It appears a resolution to Pennsylvania’s months-long budget impasse is in sight, and so far it doesn’t include a new severance tax on the state’s natural gas industry.
Multiple Pennsylvania news outlets reported late Monday and early Tuesday that Democratic Gov. Tom Wolf and Republicans in the Pennsylvania General Assembly had agreed on the framework for a deal that could end a stalemate that has pushed the state four months past its deadline to adopt a budget.
Though no deal had been reached as of Tuesday afternoon, all indications were that Wolf’s original proposal to impose a natural gas severance tax -- which has been staunchly opposed by trade groups and Republican lawmakers -- is not under consideration.
“As things stand today, the Marcellus tax is off the table completely and not a part of budget negotiations,” said Jay Ostrich, a spokesman for Republican House Speaker Mike Turzai.
Mike Herzing, a spokesman for the Democratic caucus in Pennsylvania’s General Assembly, said the two parties have been working from a “very, very broad framework” of what a budget deal might look like. As of Monday, Herzing said, a natural gas severance tax “was not part of the framework being discussed in all four caucuses,” though he noted that “things could drop off and still be added.”
Both Herzing and Ostrich characterized negotiations as far from complete.
Ostrich, who called the severance tax proposal a “de facto moratorium on the industry,” said proponents of the tax now appear willing to concede that it is “probably not going to happen and are looking for revenues elsewhere.”
“We have seen very positive signs from the administration that they’re willing to really get down to brass tacks and iron out the details, but as we know, the devil is in the details, and we’re still in that devilish area,” Ostrich said.
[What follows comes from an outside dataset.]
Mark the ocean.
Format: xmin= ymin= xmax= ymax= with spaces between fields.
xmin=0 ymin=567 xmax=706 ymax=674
“By no means are we spiking the football or taking a victory lap. There’s a lot of work to be done left. We will be working diligently in the next two weeks to try to work something out, but certainly, at least from the speaker’s standpoint, the severance tax is a nonstarter, continues to be a nonstarter.”
Multiple news outlets reported on terms of the agreement so far, which centers around increases in education funding and an increase in the state sales tax weighed against a decrease in property taxes.
Wolf’s office did not immediately respond to a pair of inquiries Tuesday, but in a statement posted to his campaign website Monday, Wolf touted having “secured a commitment from GOP leaders for a historic investment in public education.
“After months of obstruction, we’ve made real progress on a budget deal and for the first time I’m optimistic we can see the light at the end of the tunnel,” Wolf wrote.
The statement made no mention of the severance tax Wolf had originally proposed to help pay for increases in education funding.
Earlier this year, Wolf outlined a plan to tax natural gas production at 5% of the market price with a 4.7 cent/Mcf volumetric fee (see Shale Daily, Feb. 11). Pennsylvania currently imposes a flat impact fee charged on all wells drilled in the state, which has generated roughly $200 million/year since its inception in 2012 (see Shale Daily, Feb. 15, 2012).
Wolf has argued that his severance tax proposal would bring Pennsylvania in line with how other states tax their extractive industries.
“We sit on one of the largest natural gas deposits in the world. We have the natural resources to actually do something about the problem here,” Wolf said in February. “A severance tax on that resource would be something that’s really appropriate. How radical would that be? Well, Texas does it; Oklahoma does it; North Dakota does it; Alaska, Louisiana, they do it, and West Virginia does it.”
Debate over Wolf’s severance tax proposal has been a key sticking point during budget talks. This summer, Wolf vetoed a Republican budget that did not include a severance tax (see Shale Daily, July 1).
Wolf has estimated that his severance tax proposal would generate up to $1 billion in its first year, but critics have said it would generate much less.
“We believe that they have finally seen that the numbers that they had promised simply weren’t there,” Ostrich said. “They had proposed that they were going to be able to raise $1 billion taxing the industry, and they realized that the current pressures faced by the industry, the downward pressures faced by the industry, along with the current pricing certainly brings them nowhere even close or in the ballpark to what they thought they could bring in.”